Chapter 19

Juice and Wine Acidity

(book excerpts)

In wine tasting, the term acidity refers to the fresh, tart and sour attributes of the wine which are evaluated in relation to how well the acidity balances out the sweetness and bitter components of the wine such as tannins. The balance is challenging as too much acid may make a wine tart or sharp, while too little may make a wine flat or flabby.

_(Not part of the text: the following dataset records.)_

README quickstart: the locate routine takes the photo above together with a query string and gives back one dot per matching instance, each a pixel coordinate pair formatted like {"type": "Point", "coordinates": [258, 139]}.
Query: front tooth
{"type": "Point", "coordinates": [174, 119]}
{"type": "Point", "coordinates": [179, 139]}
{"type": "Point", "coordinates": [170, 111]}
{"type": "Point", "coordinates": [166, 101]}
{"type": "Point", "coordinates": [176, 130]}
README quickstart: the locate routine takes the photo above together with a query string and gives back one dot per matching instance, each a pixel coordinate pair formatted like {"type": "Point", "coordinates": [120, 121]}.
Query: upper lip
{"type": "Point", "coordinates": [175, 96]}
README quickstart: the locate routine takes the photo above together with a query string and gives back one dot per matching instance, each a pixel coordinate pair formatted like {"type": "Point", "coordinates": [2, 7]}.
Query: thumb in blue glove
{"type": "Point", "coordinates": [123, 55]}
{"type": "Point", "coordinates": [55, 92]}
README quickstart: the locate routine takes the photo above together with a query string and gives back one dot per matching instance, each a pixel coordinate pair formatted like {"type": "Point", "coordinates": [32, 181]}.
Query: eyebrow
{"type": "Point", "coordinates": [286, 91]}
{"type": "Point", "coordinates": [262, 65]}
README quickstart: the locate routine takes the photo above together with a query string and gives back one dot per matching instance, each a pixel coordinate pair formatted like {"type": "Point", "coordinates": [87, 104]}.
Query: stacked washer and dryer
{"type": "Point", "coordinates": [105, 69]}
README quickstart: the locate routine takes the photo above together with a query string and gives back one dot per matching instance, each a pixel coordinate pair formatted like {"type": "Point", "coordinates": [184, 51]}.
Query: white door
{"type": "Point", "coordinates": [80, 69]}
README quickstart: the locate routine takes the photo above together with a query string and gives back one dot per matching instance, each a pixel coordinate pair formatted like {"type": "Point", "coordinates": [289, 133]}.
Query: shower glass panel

Acids can arise in the grapes themselves such as tartaric, malic, and citric acids and carry over into the wine. However, there are also some acids including acetic, butyric, lactic, and succinic acids that arise during the course of winemaking from either yeast and/or bacteria. Chemically these acids influence the wine's acidity which affects taste and pH which affects color, oxidation, and consequently the overall lifespan of a wine. Acidity in wine is customarily divided into two categories, volatile and titratable. Volatile acidity (VA) refers to acids that can be readily removed by steam distillation, whereas titratable acidity (TA) is a measurement of the total concentration of titratable acids and free hydrogen ions. Strength of acidity is measured according to pH, with most wines having a pH between 3.0 and 4.0. Adjusting the acidity is an important part of the winemaking process. The addition of acid to grape juice, must, or wine will decrease the pH and increase TA of the wine. The amount of acid needed to correct the acidity deficiency depends on the total acidity, the pH, and the buffer capacity of the juice, must or wine. Deacidification is the process of reducing titratable acidity in grape juice, must, or wine.